Usually the thermostat will have very little to do with how the vehicle runs, unless its over-heating or you dont have heat inside the cabin.

Another thing that can cause the vehicle to dump too much gas is a coolant temp sensor. If this is out of range it will make the vehicle run rich or lean.

The Mass Airflow sensor will usually set off the check engine light, however it is located up stream of the throttle body, usually between the rubber snorkles. While the vehicle is running tap on it (Not too hard) and see if it effects the idle. Sometimes the filaments can be loose.
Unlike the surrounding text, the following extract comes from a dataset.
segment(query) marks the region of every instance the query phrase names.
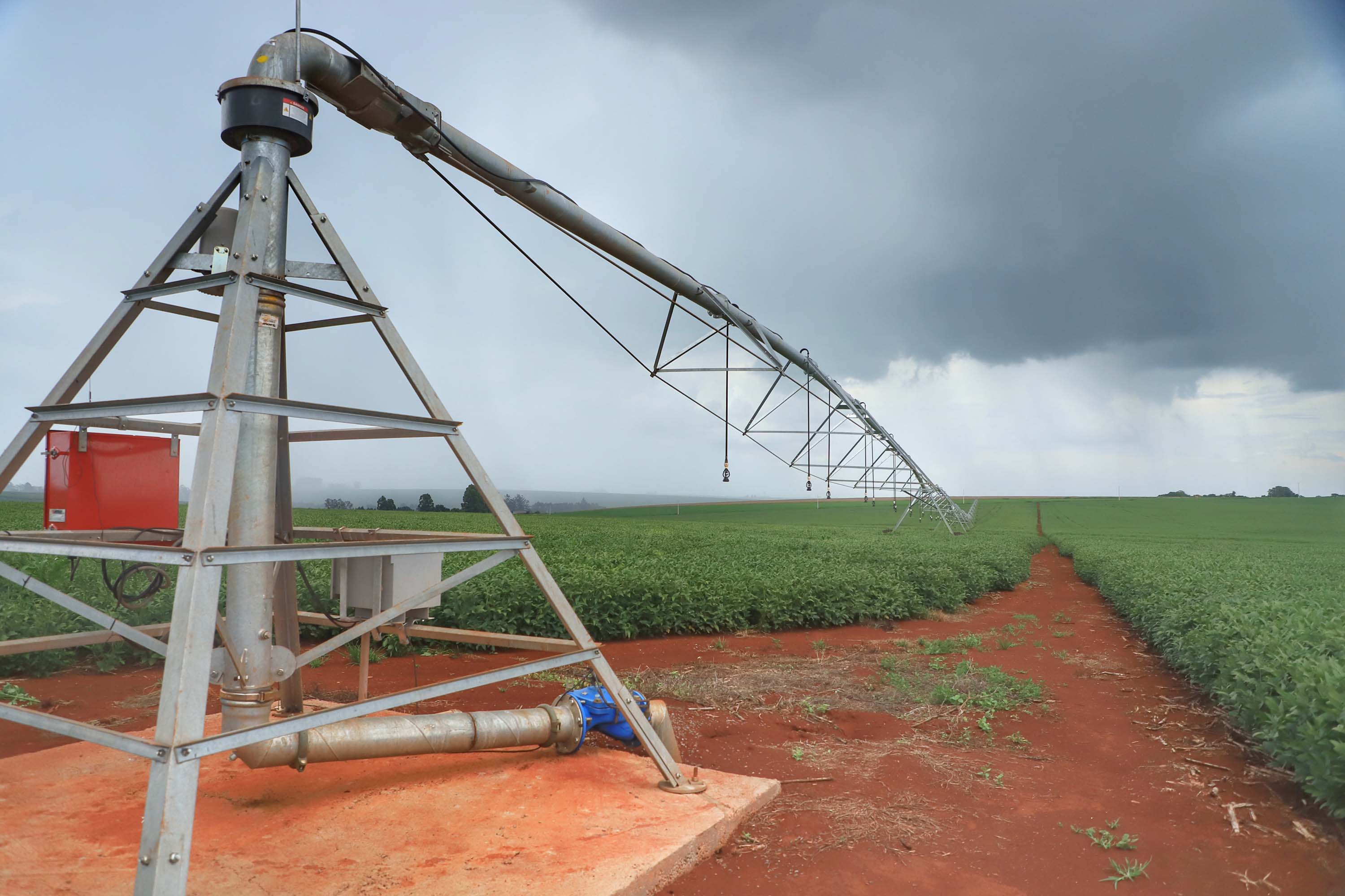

The MAP sensor has one vacuum line going to it, with a three wire plug. Some of them mount directly to the manifold to get vacuum. Usually this will set a code also, however if the fault is in the vacuum side, it wont.

Also be sure that all the plugs are gapped proper, and the fireing order is correct.

You wouldnt happen to have a photo of the engine would you? I might be able to point it out.


----------



## mspeckhem

have also seen bad gasket at intake plenum causing low vacuum to MAP sensor, making the engine run rich


----------



## tecate1987

*pins*

47_47
what pins are A & B?
it has the D shaped plug.



> This truck has OBD. I think Autozone can read only OBDII codes. The OP did not state if the SES light is on, usually that is the first complaint stated. To read the codes on this truck, turn the key on and jumper pins A & B of the ALDL. You will count the flashes of the SES light. You always will read one flash, a brief pause then two more flashes (code 12, no RPM and is normal). The MIL will flash this code a total of three times, then proceed to the next code.


----------



## 47_47

Instead of trying to explain, this link will show the pins to jumper.

http://www.troublecodes.net/GM/


----------



## tecate1987

*thanks*

I clicked it after I posted last post, I thought it was only codes, not a diagram.


----------



## tecate1987

*4.3 engine*

whats the plug gap suppose to be on this engine., and firing order to recheck it ?

also I changed the temp control sensor, it was only $13. so worth a try.
still didnt fix problem. 

truck sputters on acceleration, really dies out when trying to drive, chuggs when in N, and begins to pick up rpm's seems to clear up some, but not all the way.


----------



## SELLC

Usually AutoZone will perform a scan test at no charge.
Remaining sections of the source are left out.